Roosevelt and the Munich Crisis
Title | Roosevelt and the Munich Crisis PDF eBook |
Author | Barbara Reardon Farnham |
Publisher | Princeton University Press |
Pages | 327 |
Release | 2021-03-09 |
Genre | History |
ISBN | 0691227519 |
Franklin Roosevelt's intentions during the three years between Munich and Pearl Harbor have been a source of controversy among historians for decades. Barbara Farnham offers both a theory of how the domestic political context affects foreign policy decisions in general and a fresh interpretation of FDR's post-Munich policies based on the insights that the theory provides. Between 1936 and 1938, Roosevelt searched for ways to influence the deteriorating international situation. When Hitler's behavior during the Munich crisis showed him to be incorrigibly aggressive, FDR settled on aiding the democracies, a course to which he adhered until America's entry into the war. This policy attracted him because it allowed him to deal with a serious problem: the conflict between the need to stop Hitler and the domestic imperative to avoid any risk of American involvement in a war. Because existing theoretical approaches to value conflict ignore the influence of political factors on decision-making, they offer little help in explaining Roosevelt's behavior. As an alternative, this book develops a political approach to decision-making which focuses on the impact that awareness of the imperatives of the political context can have on decision-making processes and, through them, policy outcomes. It suggests that in the face of a clash of central values decision-makers who are aware of the demands of the political context are likely to be reluctant to make trade-offs, seeking instead a solution that gives some measure of satisfaction to all the values implicated in the decision.

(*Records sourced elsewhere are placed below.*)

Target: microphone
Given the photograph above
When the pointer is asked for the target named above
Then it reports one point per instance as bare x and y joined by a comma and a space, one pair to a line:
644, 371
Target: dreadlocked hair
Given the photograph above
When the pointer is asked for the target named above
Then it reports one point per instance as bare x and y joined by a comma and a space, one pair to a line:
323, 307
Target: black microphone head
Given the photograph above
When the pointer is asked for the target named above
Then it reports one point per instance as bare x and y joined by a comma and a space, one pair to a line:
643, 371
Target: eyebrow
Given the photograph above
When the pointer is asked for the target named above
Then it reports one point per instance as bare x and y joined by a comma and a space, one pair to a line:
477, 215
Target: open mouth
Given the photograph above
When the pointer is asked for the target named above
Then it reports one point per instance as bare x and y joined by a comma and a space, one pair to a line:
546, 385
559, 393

The Plots Against the President
Title | The Plots Against the President PDF eBook |
Author | Sally Denton |
Publisher | Bloomsbury Publishing USA |
Pages | 285 |
Release | 2012-01-03 |
Genre | History |
ISBN | 1608190897 |
An assessment of the political and physical dangers faced by the newly elected President Roosevelt in 1933 profiles such adversaries as would-be assassin Giuseppe Zangara and populist demagogues Huey Long and Charles Coughlin.
Threshold of War
Title | Threshold of War PDF eBook |
Author | Waldo Heinrichs |
Publisher | Oxford University Press |
Pages | 294 |
Release | 1990-03-01 |
Genre | History |
ISBN | 0199879044 |
As the first comprehensive treatment of the American entry into World War II to appear in over thirty-five years, Waldo Heinrichs' volume places American policy in a global context, covering both the European and Asian diplomatic and military scenes, with Roosevelt at the center. Telling a tale of ever-broadening conflict, this vivid narrative weaves back and forth from the battlefields in the Soviet Union, to the intense policy debates within Roosevelt's administration, to the sinking of the battleship Bismarck, to the precarious and delicate negotiations with Japan. Refuting the popular portrayal of Roosevelt as a vacillating, impulsive man who displayed no organizational skills in his decision-making during this period, Heinrichs presents him as a leader who acted with extreme caution and deliberation, who always kept his options open, and who, once Hitler's invasion of the Soviet Union stalled in July, 1941, acted rapidly and with great determination. This masterful account of a key moment in American history captures the tension faced by Roosevelt, Churchill, Stimson, Hull, and numerous others as they struggled to shape American policy in the climactic nine months before Pearl Harbor.